C’est aussi pour cette raison que la question dépasse le seul cadre des études. Diversifier les profils d’ingénieurs est présenté par les acteurs du secteur comme un double enjeu : une question d’égalité, et une réponse aux besoins de recrutement d’une filière en tension.
Lire plus : Après une prépa, comment choisir la bonne école d’ingénieurs ?
Questions fréquentes
Quelle est la part des femmes dans les écoles d’ingénieurs ?
Environ 30 %. Selon le panorama 2025 de la CDEFI, les femmes représentent 32 % des effectifs en école d’ingénieurs pour l’année 2023-2024. Cette part progresse lentement et se maintient autour d’un tiers depuis une dizaine d’années.
Pourquoi y a-t-il moins de femmes en école d’ingénieurs ?
Principalement à cause de l’orientation. Les stéréotypes de genre, présents dès le plus jeune âge, détournent de nombreuses jeunes femmes des filières scientifiques et techniques : selon l’enquête Gender Scan 2025, plus de 40 % des étudiantes en école d’ingénieurs déclarent avoir été dissuadées de s’y orienter.
Quelles filières d’ingénieur comptent le plus de femmes ?
Les sciences du vivant, la chimie et l’agronomie. La part des femmes atteint 63,1 % en agriculture et agroalimentaire et 58,3 % en chimie et sciences de la vie, contre seulement 18,4 % en informatique et numérique, la filière la moins féminisée.

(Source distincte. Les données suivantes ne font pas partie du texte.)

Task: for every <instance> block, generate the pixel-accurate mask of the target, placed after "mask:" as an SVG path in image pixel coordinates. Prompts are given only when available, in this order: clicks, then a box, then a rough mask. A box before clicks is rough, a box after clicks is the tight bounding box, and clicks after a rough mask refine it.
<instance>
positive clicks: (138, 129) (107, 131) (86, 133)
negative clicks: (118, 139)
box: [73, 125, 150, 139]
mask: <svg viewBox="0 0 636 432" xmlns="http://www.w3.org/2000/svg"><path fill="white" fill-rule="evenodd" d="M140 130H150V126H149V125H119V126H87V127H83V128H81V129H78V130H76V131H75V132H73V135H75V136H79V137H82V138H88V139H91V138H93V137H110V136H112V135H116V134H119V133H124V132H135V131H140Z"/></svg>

La féminisation des écoles d’ingénieurs progresse-t-elle ?
En nombre, oui : les effectifs féminins ont plus que doublé en vingt-cinq ans. Mais rapportée à l’ensemble des étudiants, la part des femmes progresse lentement et stagne autour de 30 % depuis une décennie.
Qu’est-ce que l’opération Ingénieuses ?
C’est une opération portée depuis une dizaine d’années par la CDEFI pour promouvoir les formations et les métiers de l’ingénierie auprès du public féminin et favoriser l’égalité entre les femmes et les hommes dans le secteur.
Des écoles réservent-elles des places aux femmes ?
Certaines mettent en place des dispositifs spécifiques. À la rentrée 2026, l’EPF a par exemple ouvert des places réservées aux candidates. Plus largement, de nombreuses écoles développent la sensibilisation, le mentorat et des actions financées par une partie de leurs ressources.
Ce qu’il faut retenir
En 2026, la féminisation des écoles d’ingénieurs avance, mais lentement. Avec environ 30 % d’étudiantes, la parité reste lointaine, et le déséquilibre est particulièrement marqué dans le numérique. Les causes, désormais bien identifiées, se situent surtout en amont, dans l’orientation et les stéréotypes qui pèsent dès le collège. Les écoles, la CDEFI et de nombreuses associations multiplient les actions – sensibilisation, mentorat, places réservées, financements dédiés -, mais leurs effets sur la part globale de femmes ne se mesureront que sur le temps long. Un enjeu que le secteur relie de plus en plus à ses propres besoins : dans une filière qui peine à recruter, élargir le vivier de talents est aussi une question de bon sens.